Hay unas pocas películas que, al terminar, provocan determinadas reacciones, espontáneas y colectivas, en el público. Lo habitual suele ser recibir los títulos de crédito con una cierta indiferencia, recoger las pertenencias y desfilar hacia la calle, si acaso, comentando alguna cosilla con tu acompañante. Recuerdo, sin embargo, que al terminar “La vida de los otros”, todo el público rompió en un glorioso aplauso. O, al final de “The Artist”, que salías chasqueando los dedos y con ganas de bailar.
Cuando “12 años de esclavitud” llega a su fin y leemos en pantalla que todo lo que hemos visto está basado en hechos reales, la reacción de la gente es… el silencio. Un silencio denso y ominoso, de los que se cortan con un cuchillo. Noqueados contra el asiento, cuesta trabajo recoger los abrigos y salir de la sala. Y, sobre todo, cuesta articular palabra y decir algo sobre una película que admite decenas de adjetivos, todos ellos superlativos. Y durísimos: de brutal, descarnada o sangrante hacia arriba.
El título es ya bastante ilustrativo de lo que vamos a ver: los doce infernales años que pasará Solomon Northup, en principio, un hombre libre, negro, violinista y padre de familia respetado y querido en su comunidad, tanto por blancos como por negros. Doce años de pesadilla que comienzan cuando es secuestrado y vendido al mejor postor en el sur racista y supremacista de los Estados Unidos, donde la esclavitud estaba legitimada y legalizada.
Interpretado magistralmente por Chiwetel Ejiofor, el personaje de Solomon, despojado de su libertad, de su identidad y hasta de su nombre, pasa por todos los estadios, empezando por la incredulidad y la estupefacción hasta llegar a la ira, el conformismo, la desesperanza y, en muchas ocasiones, el terror. Pero nunca, nunca, pasa por la rendición.
Y mira que es como pensárselo. Lo de rendirse.
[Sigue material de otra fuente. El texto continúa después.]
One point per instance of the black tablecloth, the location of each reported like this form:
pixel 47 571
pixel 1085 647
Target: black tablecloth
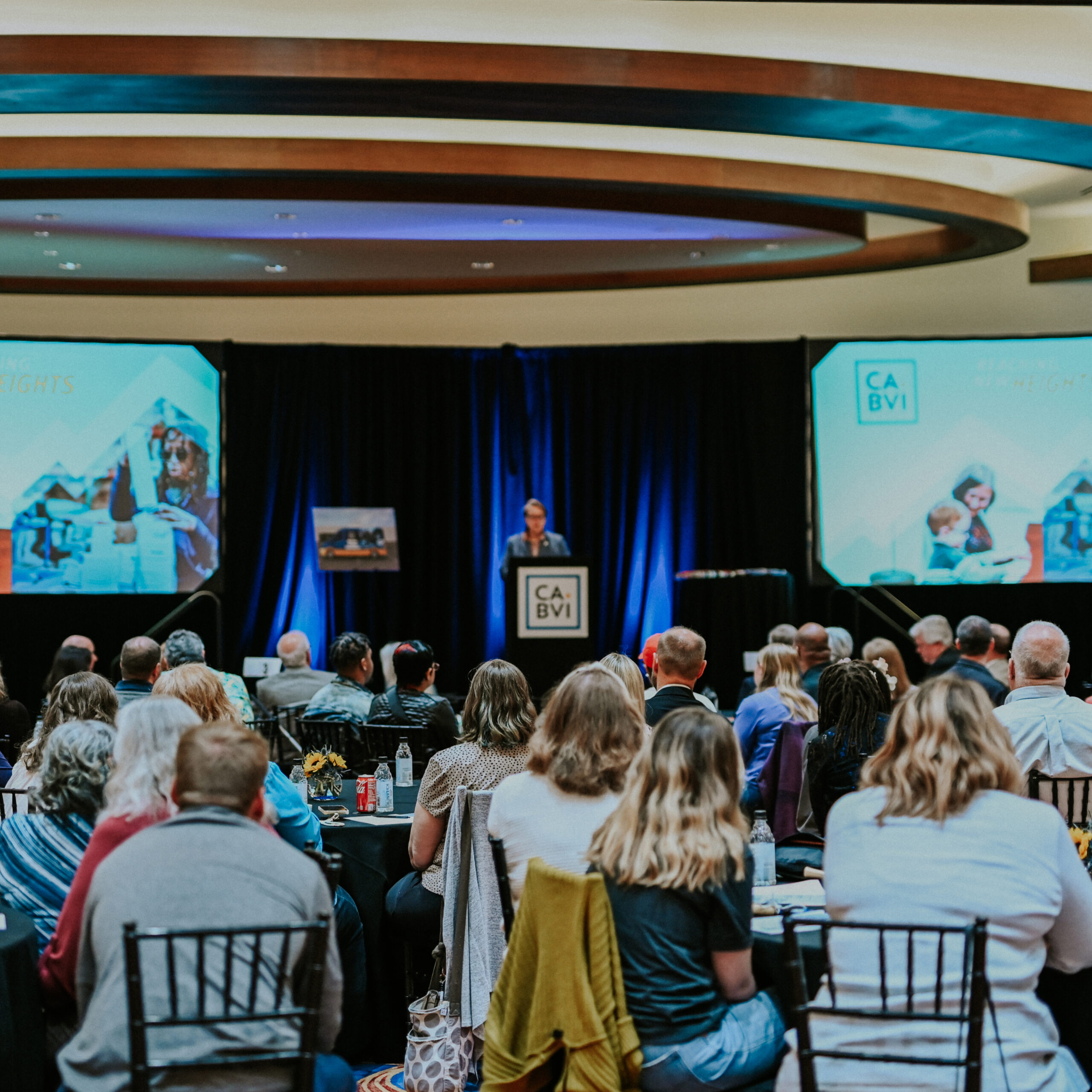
pixel 22 1027
pixel 374 860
Porque los doce años que Solomon tiene que soportar resultan especialmente áridos y dolorosos tras conocer, casi desde el principio, la agradable y acomodada vida que llevaba con su esposa y sus hijos. El contraste, así, es mayor. Y, por supuesto, la identificación del espectador con el personaje, infinitamente más impactante que en los casos en que vemos cómo los esclavos son secuestrados en África y llevados a Estados Unidos (la serie “Raíces” y la película “Amistad” serían los referentes más cercanos). Porque, funcionando también como metáfora de los tiempos en que creíamos que todo era sólido; viendo la película, sentimos como potencialmente propia la caída en desgracia de Solomon.
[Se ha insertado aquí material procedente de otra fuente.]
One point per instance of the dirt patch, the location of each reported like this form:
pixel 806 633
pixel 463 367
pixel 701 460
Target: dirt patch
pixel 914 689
La película es larga. Y está filmada a través de tomas igualmente largas y morosas, con planos-secuencia extraordinarios, como ése en que Solomon es colgado de la rama de un árbol y ha de hacer equilibrios para no asfixiarse mientras, a su alrededor, los demás esclavos siguen trabajando, como si nada.
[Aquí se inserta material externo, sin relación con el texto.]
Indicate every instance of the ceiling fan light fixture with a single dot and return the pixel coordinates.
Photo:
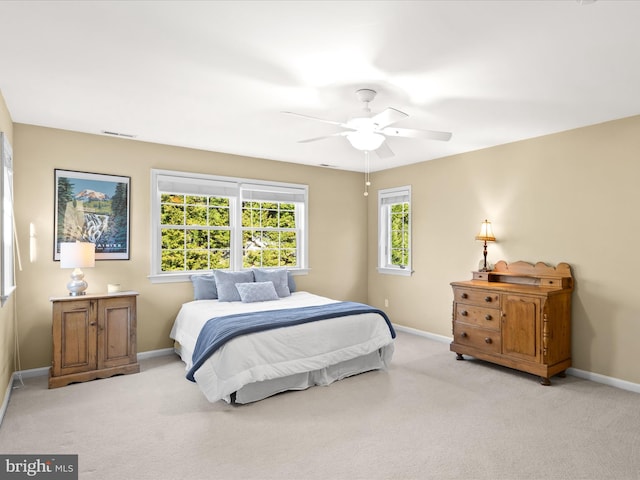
(366, 141)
Las imágenes de las enormes mansiones de ese Deep South, con los sonidos de la naturaleza como la mejor banda sonora, son escalofriantes. Tanta belleza. Tanto sufrimiento. Tanta hermosura. Tanto dolor. (Ya decíamos AQUÍ que esta película iba a ser algo muy grande, lo que nos hace esperar con igual ansia la biografía de Mandela que está por venir).
Y luego están los diferentes personajes blancos con los que Solomon tiene trato. Reluce especialmente Michael Fassbender. Que no es que sea el actor de moda. Es que es el mejor actor del momento. Y punto. Su esquizofrenia y su relación de amor-odio con Patsey también pasa por todos los estadios posibles y desemboca en la secuencia de la que todo el mundo habla, que no vamos a describir y… que sí. Que yo considero necesaria. Como dice el propio director, Steve McQueen: “No es el momento de girarse o cerrar los ojos. Si (el espectador) lo hace, acepta ciertos aspectos de ello. Tiene que mirar… Es horrendo. Pero sí. Tenemos que aceptar esas cosas. Si no, no podemos seguir adelante”.
No sé si “12 años de esclavitud” se hartará de ganar todos los premios que se merece o su dureza y la crudeza de algunos pasajes serán demasiado indigestos para los gustos cinematográficos más conservadores. Pero es una película imprescindible y necesaria, de las que acreditan que el cine es más, mucho más que un mero entretenimiento.